The real fun started once I decided to check that the system would
still work with a light load, and ran ab
(ApacheBench) with 5
concurrent processes accessing the web server. It failed on
alarmingly many requests. So I got to spend most of the day debugging
threads.
First problem in SB-BSD-SOCKETS. gethostbyname
and gethostbyaddr
return data in statically allocated buffers, which will be overwritten
by the next call. SB-BSD-SOCKETS accounts for this by copying the
data immediately after the call. However, it's possible for one
thread to overwrite the buffer before another thread had time to
copy the data to safety. Boom!
Second problem in the SBCL internal caches, which caused occasional nonsense errors like "STRING is a bad type specifier for sequences". Surprisingly easy to trigger once you figure out what's going on:
(defun random-type (n)
`(integer ,(random n) ,(+ n (random n))))
(defun one-test ()
(dotimes (i 10000)
(let ((type1 (random-type 500))
(type2 (random-type 500)))
(let ((a (subtypep type1 type2)))
(dotimes (i 100)
(assert (eq (subtypep type1 type2) a))))))
(format t "ok~%")
(force-output))
(defun test ()
(dotimes (i 10)
(sb-thread:make-thread #'one-test)))
The heavy-handed solution is to sprinkle some magic pixie locks on
all the functions created by DEFINE-HASH-CACHE
. Unfortunately
these functions are called very often, and the mutex
overhead caused a 50% slowdown in the average page generation time.
Definitely not committable in this state. Unfortunately the locks
need to be recursive, so spinlocks as currently implemented were
not an option.
Third problem between keyboard and chair, though I'll happily assign
some of the blame to CLSQL. I forgot to specify the database
for one call to SELECT
, and it ended up using *DEFAULT-DATABASE*
.
This wouldn't have been too bad, except that WITH-DATABASE
has a really strange feature: instead of just binding the connection
to the specified variable it will also SETF
it before establishing the new binding. I.e.
CL-USER> (progn
(setf clsql::*default-database* nil)
(clsql:with-database (clsql::*default-database* *db-spec*))

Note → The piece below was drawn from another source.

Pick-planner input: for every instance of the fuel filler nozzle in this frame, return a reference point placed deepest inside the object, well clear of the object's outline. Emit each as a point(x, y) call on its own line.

clsql::*default-database*)
#<CLSQL-POSTGRESQL-SOCKET:POSTGRESQL-SOCKET-DATABASE localhost:7432/blog/jsnell CLOSED {100289EF71}>
Due to the above points the same connection ended up getting used from multiple threads at the same time in certain circumstances, with predictably bad results. I spent a couple of merry hours debugging this as a fd-stream problem before realizing the mistake.
After fixing these the Araneida instance has now survived without errors for 100000 requests with 10 concurrent client processes and another 100000 with 20 clients. That should suffice for now, and it doesn't really matter that handling the average page request takes 25ms instead of 18ms.
I've been working through Practical Common Lisp today, and thought I'd do some procrastination of my own by checking out planet.lisp.org where I saw your post. This is a big offtopic, but I'm thinking about rel databases and lisp at the moment and you triggered that...
One thing that concerns me every time I look at lisp is that as far as I can see I won't be able to use a persistence framework without writing one myself.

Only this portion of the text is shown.